RESPONDING TO A TUBERCULOSIS OUTBREAK IN THE FACE OF LIMITED RESOURCES

CUTS TO CDC FUNDING PLACES COMMUNITIES AT RISK

FEATURING: Debbie Swanson, Nursing and Nutrition Supervisor, Grand Forks Public Health Department, Grand Forks, North Dakota


TB ON THE RISE

Tuberculosis, or TB as it is commonly called, is a disease of the past...right?

Not necessarily. Antibiotics changed the treatment of the disease dramatically in the 1940s and the decades since, yet TB is still very much a public health concern in the United States, and is increasing in some populations.

The 50,000 residents of Grand Forks, North Dakota faced an outbreak of TB beginning in 2010 and continuing into 2014, resulting in 27 people infected. In the decade prior to 2010, the number of TB cases typically reported in the community ranges from zero - two per year. Because the rates of infection had been so low, routine testing and surveillance activities had been limited to high-risk settings, such as shelters and correctional facilities. Health care providers were unaccustomed to seeing TB in their practices, and skills such as contact investigation and familiarity with treatment protocols were limited to just a few staff members at the local health department.

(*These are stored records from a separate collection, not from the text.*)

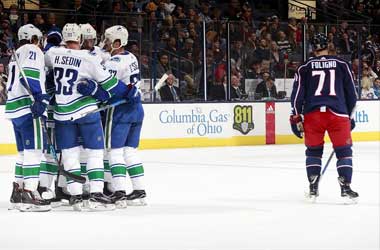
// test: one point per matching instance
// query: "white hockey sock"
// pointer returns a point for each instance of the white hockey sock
(95, 170)
(71, 158)
(31, 168)
(134, 167)
(118, 169)
(19, 178)
(48, 170)
(107, 169)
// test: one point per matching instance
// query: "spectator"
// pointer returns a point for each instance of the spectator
(236, 92)
(377, 68)
(367, 90)
(163, 65)
(346, 44)
(376, 88)
(3, 85)
(169, 92)
(283, 43)
(262, 52)
(266, 88)
(218, 89)
(205, 11)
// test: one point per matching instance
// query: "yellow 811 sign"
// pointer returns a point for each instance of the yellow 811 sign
(243, 119)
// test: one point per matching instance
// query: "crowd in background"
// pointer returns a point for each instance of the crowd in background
(167, 37)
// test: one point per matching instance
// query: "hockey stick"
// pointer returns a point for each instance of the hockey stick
(326, 165)
(61, 169)
(159, 84)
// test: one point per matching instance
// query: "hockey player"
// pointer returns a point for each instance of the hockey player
(24, 111)
(324, 93)
(72, 66)
(123, 124)
(89, 41)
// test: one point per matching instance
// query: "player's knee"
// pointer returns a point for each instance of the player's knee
(343, 152)
(71, 157)
(20, 157)
(95, 154)
(115, 155)
(32, 155)
(314, 151)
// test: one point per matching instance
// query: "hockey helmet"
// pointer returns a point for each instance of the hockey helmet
(71, 32)
(26, 32)
(116, 32)
(319, 42)
(88, 32)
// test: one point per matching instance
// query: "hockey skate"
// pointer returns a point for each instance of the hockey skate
(313, 188)
(136, 198)
(76, 202)
(100, 202)
(348, 195)
(119, 198)
(60, 198)
(15, 197)
(32, 202)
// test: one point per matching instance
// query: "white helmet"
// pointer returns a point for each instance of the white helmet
(117, 32)
(88, 32)
(27, 31)
(71, 33)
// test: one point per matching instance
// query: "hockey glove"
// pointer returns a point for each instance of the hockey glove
(39, 105)
(133, 95)
(297, 125)
(352, 124)
(91, 88)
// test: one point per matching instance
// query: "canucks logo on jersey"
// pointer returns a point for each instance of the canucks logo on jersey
(243, 119)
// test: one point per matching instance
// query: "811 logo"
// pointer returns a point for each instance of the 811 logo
(243, 119)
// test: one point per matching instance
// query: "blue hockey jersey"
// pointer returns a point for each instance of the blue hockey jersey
(324, 81)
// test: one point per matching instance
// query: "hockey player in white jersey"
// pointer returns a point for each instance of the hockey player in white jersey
(72, 66)
(24, 112)
(123, 123)
(89, 41)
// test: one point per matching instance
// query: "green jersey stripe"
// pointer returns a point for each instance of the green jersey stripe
(17, 104)
(32, 73)
(109, 84)
(81, 103)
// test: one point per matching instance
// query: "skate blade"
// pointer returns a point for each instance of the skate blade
(137, 202)
(121, 204)
(34, 208)
(349, 201)
(97, 206)
(79, 207)
(15, 207)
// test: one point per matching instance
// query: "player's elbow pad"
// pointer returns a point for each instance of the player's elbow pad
(120, 90)
(101, 95)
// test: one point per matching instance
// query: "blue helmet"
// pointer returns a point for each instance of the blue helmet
(319, 42)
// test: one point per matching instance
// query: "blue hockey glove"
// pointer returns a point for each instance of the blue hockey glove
(352, 124)
(296, 124)
(91, 88)
(87, 88)
(133, 95)
(39, 105)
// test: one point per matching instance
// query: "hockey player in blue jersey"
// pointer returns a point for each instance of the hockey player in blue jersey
(123, 123)
(24, 111)
(324, 94)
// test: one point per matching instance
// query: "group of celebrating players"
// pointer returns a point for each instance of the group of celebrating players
(69, 77)
(66, 80)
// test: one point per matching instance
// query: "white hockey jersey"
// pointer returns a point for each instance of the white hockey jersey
(31, 60)
(71, 67)
(125, 67)
(103, 54)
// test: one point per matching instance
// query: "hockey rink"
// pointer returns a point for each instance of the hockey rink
(232, 198)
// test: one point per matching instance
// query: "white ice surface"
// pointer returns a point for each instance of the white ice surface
(231, 198)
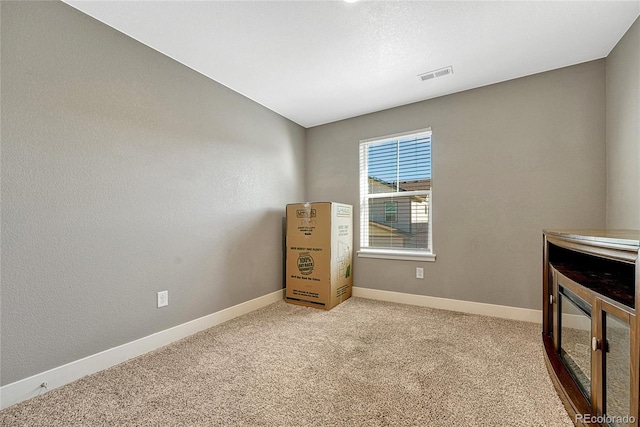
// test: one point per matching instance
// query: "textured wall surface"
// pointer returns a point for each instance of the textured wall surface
(508, 161)
(623, 132)
(125, 173)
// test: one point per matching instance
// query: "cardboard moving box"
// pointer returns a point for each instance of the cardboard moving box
(319, 254)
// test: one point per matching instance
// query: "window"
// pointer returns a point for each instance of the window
(395, 197)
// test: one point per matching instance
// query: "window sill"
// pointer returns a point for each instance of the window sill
(395, 254)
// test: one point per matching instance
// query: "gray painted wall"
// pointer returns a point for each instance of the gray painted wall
(623, 131)
(508, 161)
(125, 173)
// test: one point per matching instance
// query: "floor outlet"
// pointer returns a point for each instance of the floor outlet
(163, 298)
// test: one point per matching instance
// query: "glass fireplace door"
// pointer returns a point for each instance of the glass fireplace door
(575, 337)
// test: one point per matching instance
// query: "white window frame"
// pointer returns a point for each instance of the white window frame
(389, 253)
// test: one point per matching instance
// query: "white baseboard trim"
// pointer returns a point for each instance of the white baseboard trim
(27, 388)
(502, 311)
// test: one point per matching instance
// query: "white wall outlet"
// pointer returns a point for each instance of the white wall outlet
(163, 298)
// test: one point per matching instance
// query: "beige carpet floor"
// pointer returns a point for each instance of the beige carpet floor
(364, 363)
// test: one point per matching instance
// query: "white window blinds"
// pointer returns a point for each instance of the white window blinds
(395, 192)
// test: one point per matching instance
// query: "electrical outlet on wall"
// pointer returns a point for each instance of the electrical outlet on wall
(163, 298)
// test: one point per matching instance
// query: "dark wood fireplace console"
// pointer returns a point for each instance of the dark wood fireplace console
(591, 289)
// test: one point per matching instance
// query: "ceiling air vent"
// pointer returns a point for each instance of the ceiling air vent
(436, 73)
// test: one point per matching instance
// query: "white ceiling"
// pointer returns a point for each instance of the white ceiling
(316, 62)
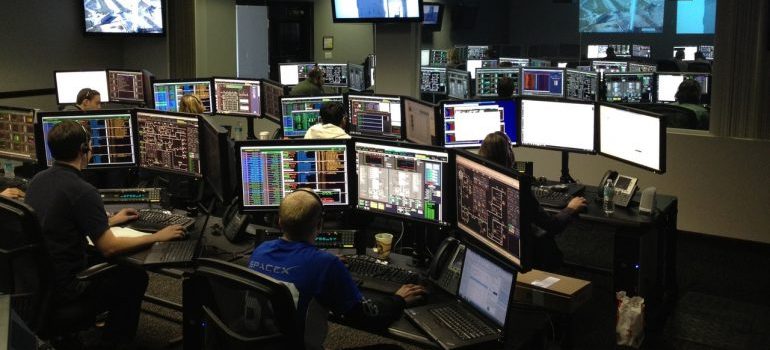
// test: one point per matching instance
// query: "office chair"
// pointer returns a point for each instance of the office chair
(25, 274)
(228, 306)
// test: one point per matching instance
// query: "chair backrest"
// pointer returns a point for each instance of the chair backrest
(228, 306)
(25, 265)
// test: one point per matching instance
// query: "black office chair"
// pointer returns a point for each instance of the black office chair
(228, 306)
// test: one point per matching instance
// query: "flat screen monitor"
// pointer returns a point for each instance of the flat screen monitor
(271, 170)
(629, 87)
(467, 123)
(169, 142)
(112, 136)
(168, 94)
(126, 86)
(542, 82)
(300, 113)
(348, 11)
(17, 134)
(558, 125)
(433, 80)
(459, 84)
(375, 116)
(487, 79)
(420, 121)
(124, 17)
(489, 206)
(645, 147)
(581, 85)
(403, 180)
(69, 83)
(644, 16)
(238, 97)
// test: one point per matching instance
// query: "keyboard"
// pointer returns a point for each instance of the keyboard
(460, 323)
(152, 220)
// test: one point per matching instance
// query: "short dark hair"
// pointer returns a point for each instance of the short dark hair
(65, 140)
(332, 113)
(86, 94)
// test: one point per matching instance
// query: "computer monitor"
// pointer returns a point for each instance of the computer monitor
(645, 147)
(487, 79)
(490, 206)
(270, 170)
(459, 84)
(126, 86)
(300, 113)
(467, 123)
(168, 93)
(629, 87)
(238, 97)
(403, 180)
(433, 80)
(112, 136)
(17, 134)
(419, 121)
(558, 125)
(69, 83)
(375, 116)
(169, 142)
(581, 85)
(542, 82)
(356, 77)
(271, 95)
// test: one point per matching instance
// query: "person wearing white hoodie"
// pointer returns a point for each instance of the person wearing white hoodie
(332, 123)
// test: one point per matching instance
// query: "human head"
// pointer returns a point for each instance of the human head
(333, 113)
(89, 99)
(688, 92)
(497, 148)
(300, 216)
(505, 87)
(191, 104)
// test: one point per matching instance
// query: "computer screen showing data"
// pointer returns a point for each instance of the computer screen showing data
(403, 180)
(467, 123)
(558, 125)
(630, 87)
(375, 116)
(489, 207)
(238, 96)
(17, 133)
(169, 142)
(459, 84)
(270, 171)
(112, 136)
(580, 85)
(300, 113)
(644, 147)
(487, 79)
(126, 86)
(168, 94)
(542, 82)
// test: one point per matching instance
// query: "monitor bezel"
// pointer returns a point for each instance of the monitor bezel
(662, 123)
(350, 169)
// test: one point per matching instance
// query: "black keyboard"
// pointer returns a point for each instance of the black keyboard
(460, 324)
(152, 220)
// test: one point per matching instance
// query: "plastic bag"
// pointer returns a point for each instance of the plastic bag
(629, 326)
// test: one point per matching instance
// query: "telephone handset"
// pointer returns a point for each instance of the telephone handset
(447, 264)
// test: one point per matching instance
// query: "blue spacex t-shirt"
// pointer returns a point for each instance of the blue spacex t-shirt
(314, 273)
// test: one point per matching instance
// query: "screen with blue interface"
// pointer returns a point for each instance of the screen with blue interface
(270, 172)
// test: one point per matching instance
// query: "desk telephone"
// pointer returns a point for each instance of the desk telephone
(625, 186)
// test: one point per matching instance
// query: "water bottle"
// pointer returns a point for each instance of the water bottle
(609, 197)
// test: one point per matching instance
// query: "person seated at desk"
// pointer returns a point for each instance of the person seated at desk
(496, 147)
(70, 210)
(319, 276)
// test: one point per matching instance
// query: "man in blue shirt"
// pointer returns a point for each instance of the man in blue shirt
(317, 275)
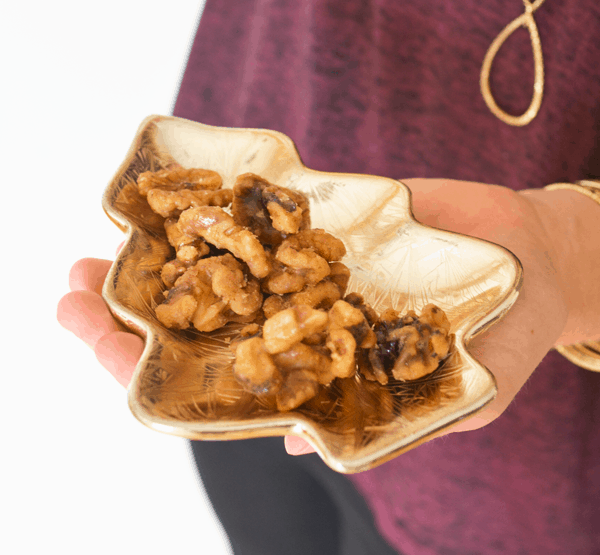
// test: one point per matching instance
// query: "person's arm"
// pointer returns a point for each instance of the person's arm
(572, 220)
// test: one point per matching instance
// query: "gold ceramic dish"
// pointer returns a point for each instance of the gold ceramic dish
(184, 385)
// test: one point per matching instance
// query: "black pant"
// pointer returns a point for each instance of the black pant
(271, 503)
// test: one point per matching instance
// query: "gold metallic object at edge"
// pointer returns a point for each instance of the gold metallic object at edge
(181, 384)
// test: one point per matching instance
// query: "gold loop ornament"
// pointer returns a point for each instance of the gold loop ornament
(526, 20)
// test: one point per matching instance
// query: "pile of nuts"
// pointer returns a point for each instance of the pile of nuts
(261, 264)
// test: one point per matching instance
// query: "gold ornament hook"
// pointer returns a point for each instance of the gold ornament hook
(526, 20)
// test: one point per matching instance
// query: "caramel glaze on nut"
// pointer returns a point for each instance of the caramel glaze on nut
(263, 265)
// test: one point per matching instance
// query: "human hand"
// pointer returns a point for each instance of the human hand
(511, 349)
(84, 312)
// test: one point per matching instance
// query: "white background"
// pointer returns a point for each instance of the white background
(78, 473)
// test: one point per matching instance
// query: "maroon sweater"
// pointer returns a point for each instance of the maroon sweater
(391, 88)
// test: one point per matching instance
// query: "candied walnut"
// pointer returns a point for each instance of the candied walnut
(222, 293)
(282, 280)
(172, 203)
(179, 178)
(414, 360)
(290, 326)
(344, 315)
(254, 367)
(340, 275)
(178, 309)
(301, 356)
(269, 211)
(304, 262)
(317, 240)
(342, 345)
(322, 295)
(250, 330)
(218, 228)
(410, 346)
(298, 387)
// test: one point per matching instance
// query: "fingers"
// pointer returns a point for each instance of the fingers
(119, 353)
(297, 446)
(86, 315)
(88, 274)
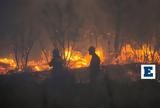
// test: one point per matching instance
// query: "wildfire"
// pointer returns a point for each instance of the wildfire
(145, 54)
(75, 59)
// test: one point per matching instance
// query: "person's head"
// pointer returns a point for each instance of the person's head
(56, 53)
(91, 50)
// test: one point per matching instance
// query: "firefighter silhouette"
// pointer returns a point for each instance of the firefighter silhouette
(56, 63)
(94, 66)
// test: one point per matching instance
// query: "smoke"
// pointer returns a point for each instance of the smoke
(139, 18)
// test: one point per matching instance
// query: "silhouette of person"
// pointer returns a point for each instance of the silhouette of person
(56, 63)
(94, 64)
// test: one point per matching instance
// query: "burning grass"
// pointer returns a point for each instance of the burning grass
(75, 59)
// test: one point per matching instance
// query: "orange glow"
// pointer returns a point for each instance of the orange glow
(75, 59)
(145, 54)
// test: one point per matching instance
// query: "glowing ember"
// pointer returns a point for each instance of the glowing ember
(145, 54)
(75, 59)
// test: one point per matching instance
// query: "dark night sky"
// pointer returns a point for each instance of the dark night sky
(140, 18)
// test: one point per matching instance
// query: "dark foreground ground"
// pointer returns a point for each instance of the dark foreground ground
(116, 87)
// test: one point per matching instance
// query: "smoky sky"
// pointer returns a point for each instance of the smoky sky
(139, 19)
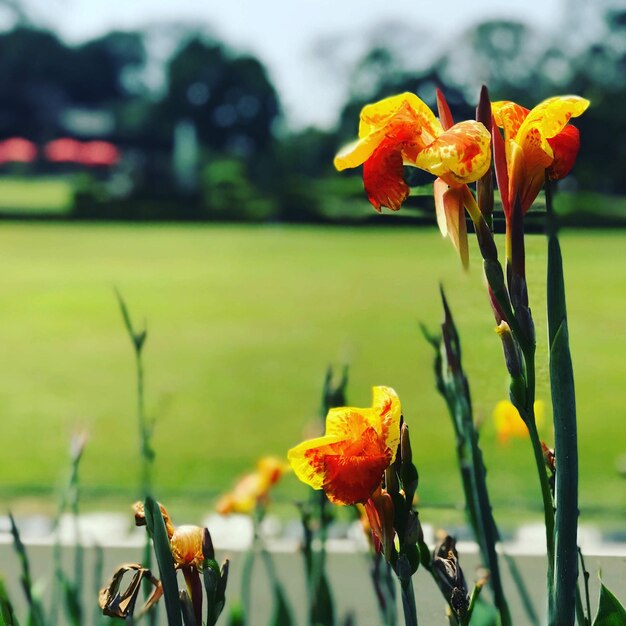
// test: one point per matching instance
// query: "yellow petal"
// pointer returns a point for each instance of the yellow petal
(510, 117)
(385, 415)
(357, 152)
(449, 204)
(405, 107)
(550, 118)
(186, 545)
(460, 155)
(403, 119)
(307, 460)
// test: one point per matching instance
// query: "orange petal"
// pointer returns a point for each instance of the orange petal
(307, 459)
(550, 117)
(383, 178)
(387, 411)
(510, 117)
(186, 545)
(402, 120)
(400, 109)
(565, 146)
(460, 155)
(445, 115)
(357, 152)
(352, 479)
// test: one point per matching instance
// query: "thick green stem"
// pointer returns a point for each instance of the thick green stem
(546, 495)
(408, 601)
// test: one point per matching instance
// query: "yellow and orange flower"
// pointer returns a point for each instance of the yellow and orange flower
(534, 141)
(509, 423)
(349, 460)
(402, 130)
(253, 488)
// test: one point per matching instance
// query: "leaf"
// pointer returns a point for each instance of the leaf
(562, 606)
(7, 616)
(484, 614)
(323, 610)
(156, 528)
(610, 610)
(72, 599)
(282, 612)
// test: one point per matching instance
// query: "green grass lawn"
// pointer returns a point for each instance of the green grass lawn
(242, 323)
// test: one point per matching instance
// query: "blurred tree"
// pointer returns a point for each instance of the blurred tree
(106, 69)
(32, 94)
(41, 77)
(229, 98)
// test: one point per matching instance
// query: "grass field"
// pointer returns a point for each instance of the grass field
(243, 321)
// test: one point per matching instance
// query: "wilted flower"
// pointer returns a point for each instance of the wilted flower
(534, 141)
(349, 460)
(185, 541)
(509, 423)
(253, 488)
(118, 600)
(449, 575)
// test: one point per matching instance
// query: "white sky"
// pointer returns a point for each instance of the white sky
(283, 33)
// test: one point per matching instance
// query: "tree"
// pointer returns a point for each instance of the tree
(229, 98)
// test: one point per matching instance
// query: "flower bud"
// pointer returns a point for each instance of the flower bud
(512, 355)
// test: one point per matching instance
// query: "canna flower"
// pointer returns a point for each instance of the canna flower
(253, 489)
(348, 462)
(509, 423)
(402, 130)
(534, 142)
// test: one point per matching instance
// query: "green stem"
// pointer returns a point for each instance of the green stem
(546, 495)
(408, 601)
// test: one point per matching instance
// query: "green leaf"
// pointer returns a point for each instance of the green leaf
(562, 607)
(484, 614)
(36, 616)
(7, 616)
(282, 612)
(72, 598)
(156, 528)
(610, 610)
(323, 610)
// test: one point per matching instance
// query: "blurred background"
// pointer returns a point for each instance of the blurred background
(182, 152)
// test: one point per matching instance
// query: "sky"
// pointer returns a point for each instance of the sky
(307, 45)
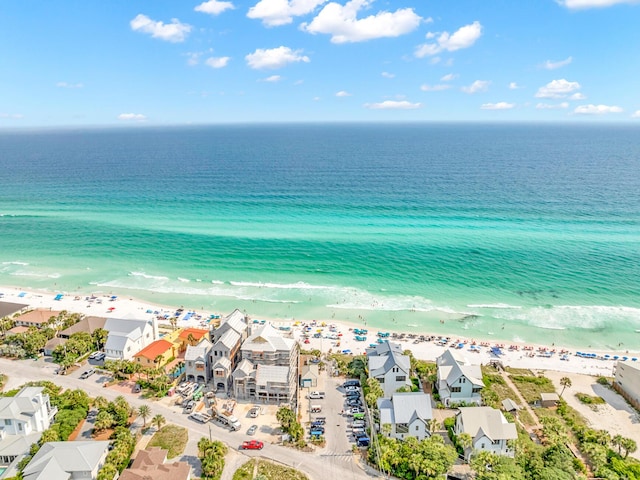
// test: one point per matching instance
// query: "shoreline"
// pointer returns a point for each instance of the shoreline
(514, 354)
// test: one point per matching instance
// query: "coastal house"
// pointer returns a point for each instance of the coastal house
(151, 464)
(390, 367)
(268, 371)
(224, 353)
(127, 337)
(196, 362)
(627, 381)
(23, 418)
(35, 318)
(9, 309)
(488, 428)
(458, 380)
(156, 354)
(191, 336)
(309, 375)
(77, 460)
(407, 414)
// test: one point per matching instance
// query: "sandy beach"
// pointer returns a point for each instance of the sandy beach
(339, 336)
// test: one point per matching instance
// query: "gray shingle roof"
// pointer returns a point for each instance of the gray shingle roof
(488, 421)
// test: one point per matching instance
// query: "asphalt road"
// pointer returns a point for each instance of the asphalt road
(317, 465)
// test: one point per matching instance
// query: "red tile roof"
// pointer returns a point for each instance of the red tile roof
(151, 351)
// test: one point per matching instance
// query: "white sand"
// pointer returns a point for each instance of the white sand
(124, 307)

Because of the eroded public health infrastructure, the TB outbreak took the community largely by surprise. The majority of Grand Forks’ cases occurred in the fall of 2012, and the local health department was faced with ramping up a robust response with limited resources and a federal budget for TB of a mere $6,000, which had already been exhausted for that year. The financial resources needed to deal with the large TB outbreak – estimated to be more than $2 million – were provided by local and state agencies that responded swiftly and collaboratively to protect the community. More than 1,800 people were screened for TB, and 60 people were placed on preventive therapy for latent TB infection. Numerous contacts were lost to follow up during the lengthy investigation period and remain untreated.

Complicating the situation was a nationwide shortage of both the materials for TB skin testing, and isoniazid, the most commonly used drug for treatment of TB. The North Dakota Department of Health filled the gap by reallocating TB medications and testing supplies from other communities and tapping into the state’s general fund to pay for housing, food, and incentives to make sure homeless families remained in isolation while infectious and took their medications, which were delivered daily by public health nurses. Treatment can last for up to one year, and the side effects from the medications often cause patients to stop taking them. Additionally, the population affected was also experiencing homelessness, poverty, alcohol or drug abuse, making treatment adherence a greater challenge.

TB Rate

ALL HANDS ON DECK

The Division of TB Elimination at Centers for Disease Control and Prevention (CDC) is responsible for allocating grants to state health departments, who in turn provide funding to local health departments based on the number of TB cases historically in the community. The Grand Forks Public Health Department has seen their federal funding for the TB program level funded for the past five years. “The local investment to keep TB in check just keeps increasing exponentially,” according to Debbie Swanson, a public health nursing supervisor.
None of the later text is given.